Simon Bernard is a graduate of the French merchant navy. He founded Plastic Odyssey, an NGO that aims to reduce ocean pollution by promoting plastic recycling solutions adapted to developing countries.

  • What is Plastic Odyssey about?

Plastic Odyssey aims at fostering the creation of local recycling companies in Southern countries, with ready to use, cheap and open-source recycling devices and technologies, made to help tackle coastal cities’ failures in managing excessive plastic waste while helping local actors financially benefit from recycling. We propose open-source and low-technologies devices which transform unsorted and uncleaned plastic waste into construction materials, such as floor or roof tiles. We also have a boat, the Plastic Odyssey, who is thought to be the emissary of the causes we fight for.

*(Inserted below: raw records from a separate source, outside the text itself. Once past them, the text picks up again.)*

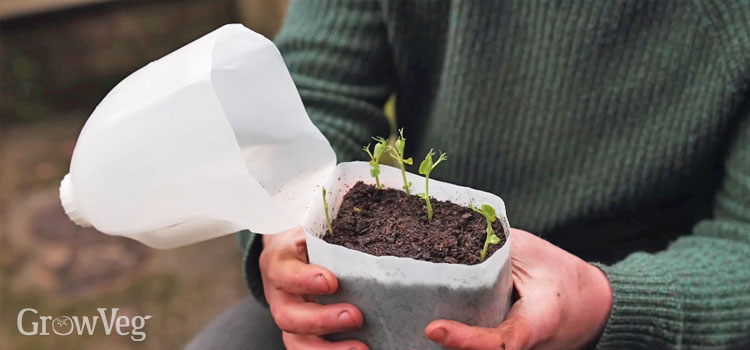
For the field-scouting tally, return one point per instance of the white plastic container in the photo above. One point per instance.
(213, 139)
(398, 297)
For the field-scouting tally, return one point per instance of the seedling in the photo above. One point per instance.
(425, 168)
(375, 155)
(398, 153)
(328, 217)
(489, 213)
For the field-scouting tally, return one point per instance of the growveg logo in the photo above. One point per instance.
(67, 325)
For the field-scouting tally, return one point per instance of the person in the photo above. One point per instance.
(617, 134)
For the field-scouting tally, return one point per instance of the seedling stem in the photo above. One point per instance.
(425, 168)
(375, 155)
(328, 217)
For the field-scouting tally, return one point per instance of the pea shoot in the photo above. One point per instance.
(489, 214)
(328, 217)
(425, 168)
(398, 153)
(375, 155)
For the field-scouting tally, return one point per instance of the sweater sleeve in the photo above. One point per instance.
(696, 293)
(340, 60)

With a capacity of up to 25 people, it is designed as a laboratory and incubator, forged to welcome local actors all around the globe and invite them to engage with plastic waste recycling, further forging a huge community of environmentally aware people! Our boat will depart from Marseille in September 2023 for a three-year expedition all around the globe, with a specific focus on South America, West and Sub-Saharan Africa, and East and Southeast Asia.

  • How does it contribute to the environment?

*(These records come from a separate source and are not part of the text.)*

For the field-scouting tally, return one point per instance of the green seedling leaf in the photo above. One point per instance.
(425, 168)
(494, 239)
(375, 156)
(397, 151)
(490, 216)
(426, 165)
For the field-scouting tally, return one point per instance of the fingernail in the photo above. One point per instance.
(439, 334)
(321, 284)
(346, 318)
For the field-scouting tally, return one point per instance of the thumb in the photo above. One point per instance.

Plastic Odyssey contributes to the protection of the environment by making green behaviors financially profitable for those who wish to engage with recycling. In the coastal cities where our activities are developed, local actors are financially incentivized to recycle, as the production of material construction goods from plastic waste and sand as only two raw materials become key economic development tools. A double outcome is therefore reached: the past is cleaned up, and economic development favors a brighter tomorrow, desired plastic free and based on enhanced entrepreneurs’ autonomy: building the future.

  • Which was the main challenge you faced to launch your own business project?

I think that leading people to believe in Plastic Odyssey and in our potential to achieve far-reaching effect was one of the most challenging moments I faced. Plastic Odyssey is not a simple project either; as our motto reminds: “Clean up the past and build the future”! Cleaning the past implies efficient, easily deployable technologies, and local actors to believe in your technologies. Building the future means being able to make believe understand more than believe, act more than think about doing so. All in all, getting people on board, metaphorically more than literally, may have been the most complicated step in the project. Yet, I believe that, the more we get people on board, the more newcomers wish to join as well. I have good hopes for the future!

  • Do you have any young talent that inspired your career?

I’m not sure there’s any one young talent really, as I’m very young myself. Looking back at my years of schooling, I feel like university benches were filled in with motivated peers, all willing to make a change. This has surely been highly beneficial to my ecological realization too.